Euronext to “carefully review all available options”

Euronext has increased speculation about future exchange consolidation in both the US and Europe, after it issued a statement insisting it was still open to all offers. The statement said the company would seek value for all its shareholders in any possible deal.

The move was seen by some parties as a rebuff to a group of shareholders pressuring for a merger between Euronext and its rival Deutsche Börse. Hedge funds TCI and Atticus Capital together have a 20% stake in Euronext and a 5% stake in Deutsche Börse, and both are believed to be keen for a merger between the two exchanges.

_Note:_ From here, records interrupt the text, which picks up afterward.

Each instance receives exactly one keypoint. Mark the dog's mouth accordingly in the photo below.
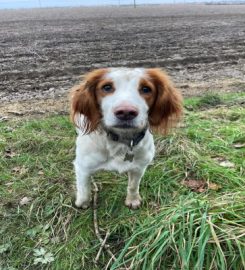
(125, 125)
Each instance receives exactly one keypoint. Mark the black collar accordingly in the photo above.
(130, 142)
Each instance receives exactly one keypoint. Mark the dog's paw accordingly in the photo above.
(133, 202)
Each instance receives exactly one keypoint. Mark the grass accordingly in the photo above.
(176, 228)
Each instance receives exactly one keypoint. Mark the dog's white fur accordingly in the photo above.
(95, 150)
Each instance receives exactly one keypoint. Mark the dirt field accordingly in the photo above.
(43, 51)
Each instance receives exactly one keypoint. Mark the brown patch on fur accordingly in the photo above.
(84, 101)
(149, 97)
(166, 109)
(100, 93)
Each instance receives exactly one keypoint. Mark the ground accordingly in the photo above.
(44, 51)
(192, 214)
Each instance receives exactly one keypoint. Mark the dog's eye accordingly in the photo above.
(145, 90)
(107, 88)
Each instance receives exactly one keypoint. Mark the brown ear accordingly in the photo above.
(84, 102)
(167, 107)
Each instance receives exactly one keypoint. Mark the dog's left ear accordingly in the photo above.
(167, 107)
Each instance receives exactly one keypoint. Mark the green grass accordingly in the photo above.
(175, 228)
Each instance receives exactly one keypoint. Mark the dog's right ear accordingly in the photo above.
(85, 110)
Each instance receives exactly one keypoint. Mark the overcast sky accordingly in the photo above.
(62, 3)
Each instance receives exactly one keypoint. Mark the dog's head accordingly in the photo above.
(124, 99)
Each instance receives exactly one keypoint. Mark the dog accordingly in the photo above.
(115, 111)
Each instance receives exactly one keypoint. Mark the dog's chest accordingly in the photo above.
(120, 158)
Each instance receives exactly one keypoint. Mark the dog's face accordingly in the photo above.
(124, 100)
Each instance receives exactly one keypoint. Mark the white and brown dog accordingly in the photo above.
(115, 110)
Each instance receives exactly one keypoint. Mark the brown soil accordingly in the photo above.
(43, 51)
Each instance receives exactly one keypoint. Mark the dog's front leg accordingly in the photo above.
(133, 198)
(83, 185)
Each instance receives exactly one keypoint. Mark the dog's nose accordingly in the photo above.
(126, 113)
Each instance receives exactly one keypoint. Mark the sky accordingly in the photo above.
(64, 3)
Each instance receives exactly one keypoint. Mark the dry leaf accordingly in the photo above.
(214, 186)
(9, 153)
(227, 164)
(239, 145)
(25, 201)
(20, 170)
(196, 185)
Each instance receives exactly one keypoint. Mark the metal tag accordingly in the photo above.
(129, 157)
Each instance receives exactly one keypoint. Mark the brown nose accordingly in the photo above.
(125, 113)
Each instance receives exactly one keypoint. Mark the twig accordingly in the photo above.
(101, 247)
(96, 228)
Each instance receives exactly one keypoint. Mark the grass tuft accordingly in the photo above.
(175, 228)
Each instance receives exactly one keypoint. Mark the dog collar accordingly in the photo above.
(129, 142)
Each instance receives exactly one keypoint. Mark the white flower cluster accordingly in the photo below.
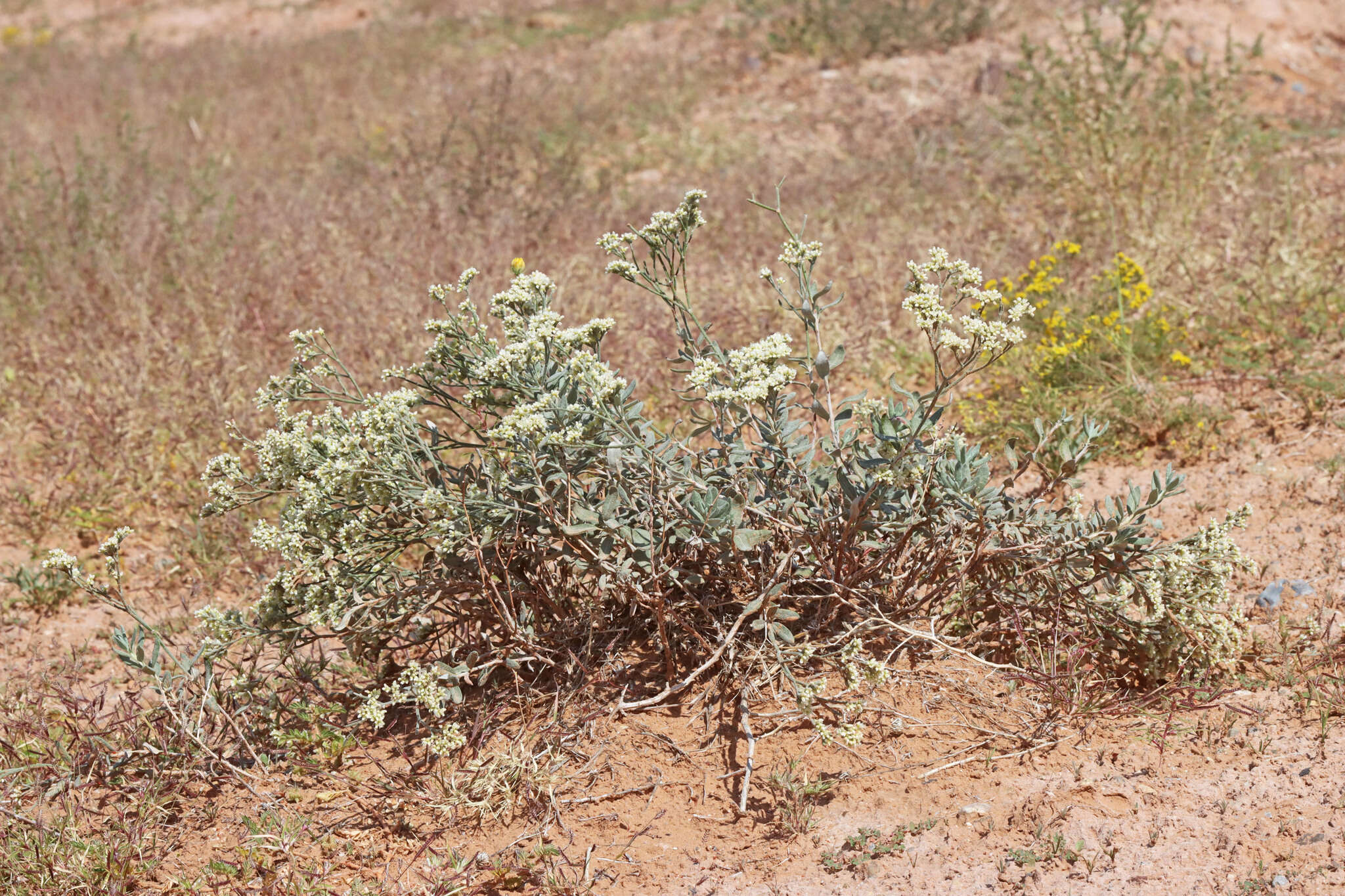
(665, 227)
(423, 689)
(978, 335)
(858, 670)
(537, 339)
(850, 733)
(1185, 597)
(755, 372)
(805, 695)
(797, 254)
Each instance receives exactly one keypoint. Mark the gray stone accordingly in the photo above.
(1270, 597)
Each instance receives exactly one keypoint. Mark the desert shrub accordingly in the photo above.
(1134, 139)
(506, 517)
(1101, 333)
(848, 30)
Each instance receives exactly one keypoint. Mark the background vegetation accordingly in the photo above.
(169, 215)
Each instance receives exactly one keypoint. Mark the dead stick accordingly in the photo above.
(747, 767)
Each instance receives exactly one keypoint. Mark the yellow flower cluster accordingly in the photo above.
(12, 37)
(1107, 322)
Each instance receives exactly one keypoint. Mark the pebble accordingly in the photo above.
(971, 812)
(1270, 597)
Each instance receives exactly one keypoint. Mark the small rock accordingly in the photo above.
(973, 812)
(1270, 597)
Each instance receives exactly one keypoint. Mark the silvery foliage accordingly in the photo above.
(509, 515)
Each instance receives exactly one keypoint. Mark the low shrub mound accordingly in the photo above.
(508, 519)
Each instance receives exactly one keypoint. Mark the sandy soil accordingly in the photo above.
(1239, 797)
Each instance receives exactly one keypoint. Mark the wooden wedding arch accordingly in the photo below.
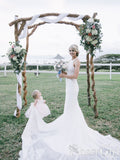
(19, 26)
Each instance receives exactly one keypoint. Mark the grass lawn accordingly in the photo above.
(11, 128)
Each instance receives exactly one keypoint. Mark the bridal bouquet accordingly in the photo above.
(16, 56)
(91, 35)
(60, 67)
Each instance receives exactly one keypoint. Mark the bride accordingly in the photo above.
(68, 137)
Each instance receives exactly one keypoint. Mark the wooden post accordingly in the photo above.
(88, 80)
(19, 86)
(93, 87)
(5, 69)
(110, 70)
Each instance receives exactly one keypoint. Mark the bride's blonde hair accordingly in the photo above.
(75, 47)
(35, 93)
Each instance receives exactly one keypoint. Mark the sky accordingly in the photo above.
(52, 39)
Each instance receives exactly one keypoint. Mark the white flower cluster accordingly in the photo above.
(16, 56)
(91, 34)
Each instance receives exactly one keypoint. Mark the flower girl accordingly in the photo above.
(36, 112)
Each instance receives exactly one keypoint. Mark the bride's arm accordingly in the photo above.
(76, 72)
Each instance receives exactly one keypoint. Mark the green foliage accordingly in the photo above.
(91, 35)
(16, 56)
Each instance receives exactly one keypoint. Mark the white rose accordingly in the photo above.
(17, 49)
(88, 38)
(94, 32)
(90, 20)
(9, 51)
(88, 30)
(14, 58)
(94, 42)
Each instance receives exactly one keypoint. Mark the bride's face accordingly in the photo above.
(72, 52)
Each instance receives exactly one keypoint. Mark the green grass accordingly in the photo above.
(11, 128)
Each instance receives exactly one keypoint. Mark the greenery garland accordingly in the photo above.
(91, 35)
(16, 56)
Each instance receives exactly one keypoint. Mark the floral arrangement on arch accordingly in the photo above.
(16, 56)
(91, 35)
(60, 67)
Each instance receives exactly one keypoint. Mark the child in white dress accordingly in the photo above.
(36, 112)
(39, 104)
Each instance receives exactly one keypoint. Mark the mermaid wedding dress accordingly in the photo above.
(68, 137)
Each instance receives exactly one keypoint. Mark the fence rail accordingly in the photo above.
(37, 71)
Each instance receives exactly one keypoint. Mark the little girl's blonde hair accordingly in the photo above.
(35, 93)
(75, 47)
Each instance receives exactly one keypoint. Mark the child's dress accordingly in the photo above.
(35, 113)
(41, 107)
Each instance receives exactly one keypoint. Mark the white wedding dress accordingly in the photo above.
(68, 137)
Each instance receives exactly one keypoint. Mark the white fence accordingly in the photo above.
(37, 71)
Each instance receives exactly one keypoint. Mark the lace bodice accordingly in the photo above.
(70, 67)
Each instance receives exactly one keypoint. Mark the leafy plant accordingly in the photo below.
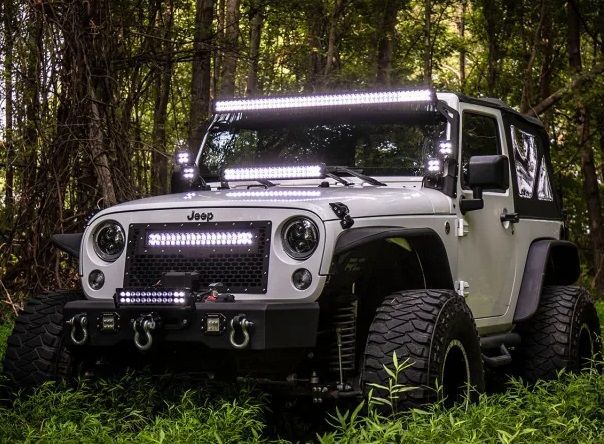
(394, 389)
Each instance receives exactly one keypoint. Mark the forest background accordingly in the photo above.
(95, 96)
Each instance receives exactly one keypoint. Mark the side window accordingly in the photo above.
(480, 137)
(531, 175)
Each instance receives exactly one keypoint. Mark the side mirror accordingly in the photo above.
(485, 172)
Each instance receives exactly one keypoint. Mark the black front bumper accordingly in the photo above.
(276, 325)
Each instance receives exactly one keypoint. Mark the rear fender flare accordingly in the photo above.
(549, 262)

“In assessing any potential combination, Euronext will [look at] the value to be created for all its shareholders,” the company said in a statement. “It will also, as required by Dutch company law, carefully consider the interests of its other stakeholders.” However, the statement did say an approach from its German rival would provide the “best possible approach for creating a truly European exchange organisation”.

The exchange said it would “carefully review all available options” before recommending a course of action to shareholders at the company’s annual general meeting on May 23.

Euronext provides stock and derivatives markets in Belgium, France, the Netherlands, Portugal and the UK. It is Europe’s leading stock exchange based on trading volumes. During the current time of intense consolidation talk, it has been cited as a possible merger partner for the London Stock Exchange, Nasdaq, the New York Stock Exchange and the Chicago Mercantile Exchange.